We have held, however, that in appropriate circumstances we possess jurisdiction to reopen uncontested assessments that have become final Commission orders under section 105(a). Jim Walter Res., Inc., 15 FMSHRC 782, 786-89 (May 1993) (“JWR”). In evaluating requests to reopen final orders, the Commission has found guidance in Rule 60(b) of the Federal Rules of Civil Procedure, under which the Commission may relieve a party from a final order of the Commission on the basis of mistake, inadvertence, excusable neglect, or other reason justifying relief. See 29 C.F.R. § 2700.1(b) (“the Commission and its Judges shall be guided so far as practicable by the Federal Rules of Civil Procedure”); JWR, 15 FMSHRC at 787. We have also observed that default is a harsh remedy and that, if the defaulting party can make a showing of good cause for a failure to timely respond, the case may be reopened and appropriate proceedings on the merits permitted. See Coal Prep. Servs., Inc., 17 FMSHRC 1529, 1530 (Sept. 1995).

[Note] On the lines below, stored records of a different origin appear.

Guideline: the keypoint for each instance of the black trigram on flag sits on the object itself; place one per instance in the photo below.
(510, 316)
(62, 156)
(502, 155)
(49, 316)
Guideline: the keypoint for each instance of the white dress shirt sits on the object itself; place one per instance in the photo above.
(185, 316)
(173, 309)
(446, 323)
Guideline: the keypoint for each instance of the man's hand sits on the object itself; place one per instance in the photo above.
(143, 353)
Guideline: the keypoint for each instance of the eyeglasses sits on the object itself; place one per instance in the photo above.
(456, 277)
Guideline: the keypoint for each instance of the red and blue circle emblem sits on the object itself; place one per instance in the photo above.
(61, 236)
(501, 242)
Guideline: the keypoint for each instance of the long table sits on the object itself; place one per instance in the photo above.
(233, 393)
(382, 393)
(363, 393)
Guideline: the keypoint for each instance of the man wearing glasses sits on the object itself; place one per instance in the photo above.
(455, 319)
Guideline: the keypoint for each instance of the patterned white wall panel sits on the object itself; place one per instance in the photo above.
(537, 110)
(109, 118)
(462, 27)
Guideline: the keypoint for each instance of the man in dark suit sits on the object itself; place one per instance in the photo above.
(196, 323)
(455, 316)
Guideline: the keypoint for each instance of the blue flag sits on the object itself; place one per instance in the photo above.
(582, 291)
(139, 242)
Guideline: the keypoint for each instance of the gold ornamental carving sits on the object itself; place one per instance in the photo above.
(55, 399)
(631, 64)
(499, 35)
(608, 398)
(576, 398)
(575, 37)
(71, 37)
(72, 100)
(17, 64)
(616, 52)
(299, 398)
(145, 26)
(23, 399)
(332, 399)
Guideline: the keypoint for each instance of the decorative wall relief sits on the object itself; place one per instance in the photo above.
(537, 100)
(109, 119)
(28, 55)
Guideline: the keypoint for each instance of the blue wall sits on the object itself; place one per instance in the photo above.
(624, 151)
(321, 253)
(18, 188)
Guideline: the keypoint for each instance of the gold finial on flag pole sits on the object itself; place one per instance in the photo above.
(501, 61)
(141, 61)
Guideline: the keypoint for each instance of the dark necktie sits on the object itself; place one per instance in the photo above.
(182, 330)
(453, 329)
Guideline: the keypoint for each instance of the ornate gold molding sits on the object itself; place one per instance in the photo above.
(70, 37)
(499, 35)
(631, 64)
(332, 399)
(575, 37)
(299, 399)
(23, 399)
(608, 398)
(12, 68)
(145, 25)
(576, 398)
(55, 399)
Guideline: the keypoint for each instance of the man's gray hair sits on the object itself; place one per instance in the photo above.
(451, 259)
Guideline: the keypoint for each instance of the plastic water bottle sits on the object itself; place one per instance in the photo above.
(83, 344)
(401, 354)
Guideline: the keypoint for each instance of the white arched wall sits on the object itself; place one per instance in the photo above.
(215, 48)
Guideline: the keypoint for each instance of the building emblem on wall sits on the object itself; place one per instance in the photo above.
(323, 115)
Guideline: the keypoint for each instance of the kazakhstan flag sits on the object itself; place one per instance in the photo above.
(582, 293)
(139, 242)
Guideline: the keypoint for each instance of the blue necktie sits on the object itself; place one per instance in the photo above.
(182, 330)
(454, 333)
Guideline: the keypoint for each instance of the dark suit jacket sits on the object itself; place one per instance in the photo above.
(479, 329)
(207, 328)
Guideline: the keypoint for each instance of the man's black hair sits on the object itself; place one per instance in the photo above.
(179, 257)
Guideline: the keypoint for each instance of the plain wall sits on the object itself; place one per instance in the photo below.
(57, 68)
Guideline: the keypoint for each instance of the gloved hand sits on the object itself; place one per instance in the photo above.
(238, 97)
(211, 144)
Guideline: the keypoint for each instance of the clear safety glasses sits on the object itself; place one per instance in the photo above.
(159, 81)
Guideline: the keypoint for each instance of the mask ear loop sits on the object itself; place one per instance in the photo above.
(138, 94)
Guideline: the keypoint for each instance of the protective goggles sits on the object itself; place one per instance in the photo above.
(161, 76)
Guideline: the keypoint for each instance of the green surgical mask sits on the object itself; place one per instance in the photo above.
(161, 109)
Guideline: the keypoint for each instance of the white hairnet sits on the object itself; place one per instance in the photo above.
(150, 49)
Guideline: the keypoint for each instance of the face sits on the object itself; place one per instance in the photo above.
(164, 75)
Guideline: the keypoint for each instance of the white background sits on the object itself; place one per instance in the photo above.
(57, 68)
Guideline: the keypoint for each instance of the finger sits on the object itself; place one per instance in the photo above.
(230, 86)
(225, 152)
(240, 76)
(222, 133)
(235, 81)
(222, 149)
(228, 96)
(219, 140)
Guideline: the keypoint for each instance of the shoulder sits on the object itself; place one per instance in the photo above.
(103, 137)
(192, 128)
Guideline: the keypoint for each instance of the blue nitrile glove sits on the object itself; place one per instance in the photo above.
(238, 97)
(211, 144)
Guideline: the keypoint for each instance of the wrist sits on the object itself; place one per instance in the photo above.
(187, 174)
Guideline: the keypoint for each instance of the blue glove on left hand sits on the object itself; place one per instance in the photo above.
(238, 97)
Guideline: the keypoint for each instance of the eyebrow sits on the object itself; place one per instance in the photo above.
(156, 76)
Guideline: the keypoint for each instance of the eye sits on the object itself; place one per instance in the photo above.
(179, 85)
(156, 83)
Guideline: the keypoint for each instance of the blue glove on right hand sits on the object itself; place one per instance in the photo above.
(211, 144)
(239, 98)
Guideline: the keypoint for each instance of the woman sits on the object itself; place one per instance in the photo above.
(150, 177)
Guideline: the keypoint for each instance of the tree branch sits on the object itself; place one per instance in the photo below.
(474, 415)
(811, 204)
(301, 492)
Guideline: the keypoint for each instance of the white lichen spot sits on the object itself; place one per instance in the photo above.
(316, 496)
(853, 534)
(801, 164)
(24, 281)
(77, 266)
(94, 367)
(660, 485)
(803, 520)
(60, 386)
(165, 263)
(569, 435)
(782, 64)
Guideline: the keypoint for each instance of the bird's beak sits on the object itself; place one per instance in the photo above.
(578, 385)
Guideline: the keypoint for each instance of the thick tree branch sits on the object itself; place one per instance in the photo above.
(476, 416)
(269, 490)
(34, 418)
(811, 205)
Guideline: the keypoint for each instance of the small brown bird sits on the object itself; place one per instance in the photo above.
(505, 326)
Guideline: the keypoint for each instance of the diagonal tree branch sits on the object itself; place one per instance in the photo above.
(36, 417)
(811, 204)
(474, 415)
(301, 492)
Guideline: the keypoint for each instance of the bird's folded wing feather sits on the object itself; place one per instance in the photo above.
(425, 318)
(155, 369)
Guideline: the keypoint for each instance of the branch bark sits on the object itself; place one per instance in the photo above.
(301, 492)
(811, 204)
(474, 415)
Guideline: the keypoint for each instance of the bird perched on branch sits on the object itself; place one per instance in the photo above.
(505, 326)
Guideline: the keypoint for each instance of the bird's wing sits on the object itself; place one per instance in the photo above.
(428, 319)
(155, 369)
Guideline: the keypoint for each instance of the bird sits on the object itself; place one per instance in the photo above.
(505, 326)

Records of the Department of Labor’s Mine Safety and Health Administration (“MSHA”) indicate that the proposed assessment was delivered on October 20, 2016, and became a final order of the Commission on November 21, 2016. SSS asserts that it inadvertently mailed its notice of contest to MSHA’s payment processing plant in St. Louis, MO instead of to the MSHA office in Arlington, VA. The notice was mistakenly included with the payment for a citation the operator did not intend to contest. The operator did not learn of the mistake until it received a delinquency notice on February 6, 2017. SSS has not filed any other motions to reopen with the Commission in the last two years and responded immediately upon discovering its mistake. The operator avers that it has implemented new procedures to ensure that this mistake does not recur. The Secretary does not oppose the request to reopen.

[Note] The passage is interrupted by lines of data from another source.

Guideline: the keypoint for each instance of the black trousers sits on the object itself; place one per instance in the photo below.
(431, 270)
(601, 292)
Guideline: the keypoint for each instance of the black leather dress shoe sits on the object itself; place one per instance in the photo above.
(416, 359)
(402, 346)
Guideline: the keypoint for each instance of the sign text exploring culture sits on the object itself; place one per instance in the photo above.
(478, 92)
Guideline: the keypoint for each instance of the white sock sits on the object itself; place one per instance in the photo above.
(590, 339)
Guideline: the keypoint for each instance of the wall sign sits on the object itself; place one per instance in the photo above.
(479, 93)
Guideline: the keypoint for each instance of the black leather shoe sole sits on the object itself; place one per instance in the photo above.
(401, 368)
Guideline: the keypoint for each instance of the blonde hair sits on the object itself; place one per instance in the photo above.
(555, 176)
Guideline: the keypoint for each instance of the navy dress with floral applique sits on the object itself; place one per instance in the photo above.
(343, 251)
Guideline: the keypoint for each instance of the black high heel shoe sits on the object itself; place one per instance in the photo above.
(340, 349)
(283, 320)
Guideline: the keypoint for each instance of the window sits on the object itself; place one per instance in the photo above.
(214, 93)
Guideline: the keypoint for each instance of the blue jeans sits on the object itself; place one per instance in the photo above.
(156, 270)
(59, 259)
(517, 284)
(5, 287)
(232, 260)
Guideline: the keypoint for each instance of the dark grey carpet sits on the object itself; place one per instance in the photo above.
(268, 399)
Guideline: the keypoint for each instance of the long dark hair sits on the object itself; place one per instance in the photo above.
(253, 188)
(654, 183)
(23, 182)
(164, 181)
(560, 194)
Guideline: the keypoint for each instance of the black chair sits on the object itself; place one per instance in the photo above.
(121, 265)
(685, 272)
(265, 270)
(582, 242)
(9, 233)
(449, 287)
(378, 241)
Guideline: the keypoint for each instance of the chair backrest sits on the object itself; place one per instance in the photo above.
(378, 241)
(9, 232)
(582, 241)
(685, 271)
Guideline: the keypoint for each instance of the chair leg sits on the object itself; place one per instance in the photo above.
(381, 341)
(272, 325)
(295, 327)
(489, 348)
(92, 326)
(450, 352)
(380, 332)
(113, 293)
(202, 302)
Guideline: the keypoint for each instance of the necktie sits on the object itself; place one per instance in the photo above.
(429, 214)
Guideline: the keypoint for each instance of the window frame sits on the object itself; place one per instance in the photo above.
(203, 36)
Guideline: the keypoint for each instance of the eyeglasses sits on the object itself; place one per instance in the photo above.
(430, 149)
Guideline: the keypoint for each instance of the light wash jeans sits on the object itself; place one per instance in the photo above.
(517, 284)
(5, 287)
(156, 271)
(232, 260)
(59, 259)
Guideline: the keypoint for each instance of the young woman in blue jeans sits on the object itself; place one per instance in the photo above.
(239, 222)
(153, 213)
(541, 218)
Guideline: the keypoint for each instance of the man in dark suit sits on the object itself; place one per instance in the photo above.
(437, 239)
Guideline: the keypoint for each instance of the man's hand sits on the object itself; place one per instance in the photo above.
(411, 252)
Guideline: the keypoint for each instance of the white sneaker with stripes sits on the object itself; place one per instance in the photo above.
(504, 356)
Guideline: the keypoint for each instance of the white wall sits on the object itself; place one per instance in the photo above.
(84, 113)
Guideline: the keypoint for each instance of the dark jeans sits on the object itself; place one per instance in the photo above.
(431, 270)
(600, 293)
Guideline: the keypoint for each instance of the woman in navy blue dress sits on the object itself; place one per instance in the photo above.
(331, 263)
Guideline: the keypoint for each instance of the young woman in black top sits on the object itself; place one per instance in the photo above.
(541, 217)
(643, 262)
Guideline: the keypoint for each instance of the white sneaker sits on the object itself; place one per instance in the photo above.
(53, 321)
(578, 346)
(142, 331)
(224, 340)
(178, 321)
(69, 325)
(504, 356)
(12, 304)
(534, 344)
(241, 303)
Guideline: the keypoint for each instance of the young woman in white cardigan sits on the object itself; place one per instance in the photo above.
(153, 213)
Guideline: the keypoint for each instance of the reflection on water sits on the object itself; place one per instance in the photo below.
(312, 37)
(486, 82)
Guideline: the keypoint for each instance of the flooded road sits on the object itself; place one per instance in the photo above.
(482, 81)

Having reviewed SSS’s request and the Secretary’s response, we find that the operator’s failure arose from excusable error. It claims it inadvertently mailed the contest notice to the wrong address and the Secretary has not opposed the request to reopen. In the interest of justice, we hereby reopen this matter and remand it to the Chief Administrative Law Judge for further proceedings pursuant to the Mine Act and the Commission’s Procedural Rules, 29 C.F.R. Part 2700. Accordingly, consistent with Rule 28, the Secretary shall file a petition for assessment of penalty within 45 days of the date of this order. See 29 C.F.R. § 2700.28.
/s/ William I. Althen
William I. Althen, Acting Chairman
/s/ Mary Lu Jordan
Mary Lu Jordan, Commissioner
/s/ Michael G. Young
Michael G. Young, Commissioner
/s/ Robert F. Cohen, Jr.
Robert F. Cohen, Jr., Commissioner
Michael T. Stevinson
WBS, Inc./SSS, Inc./HEX
P.O. Box 474
10415 Hwy. 79 South
Louisiana, MO 63353
Ali Beydoun, Esq.
Office of the Solicitor
U.S. Department of Labor
201 12th St. South, Suite 401
Arlington, VA 22202-5450
Chief Administrative Law Judge Robert J. Lesnick
Federal Mine Safety & Health Review Commission
1331 Pennsylvania Ave. N.W., Suite 520N
Washington, DC 20004-1710
Office of Civil Penalty Compliance
Mine Safety and Health Administration
U.S. Department of Labor
201 12th St. South, Suite 500
Arlington, VA 22202-5450
 After learning of its mistake, the operator immediately contacted the MSHA via telephone. According to the Motion to Reopen, during that telephone conversation MSHA informed the operator that it could request reopening but “interest and penalties would accrue until the [reopening] was decided . . .” While the Commission attempts to respond to all Motions to Reopen expeditiously, we recognize that there is some delay between the filing of a request and our subsequent Order. We do not believe it would be appropriate for MSHA to punish operators with penalties and interest for delays caused by the Commission’s deliberative process.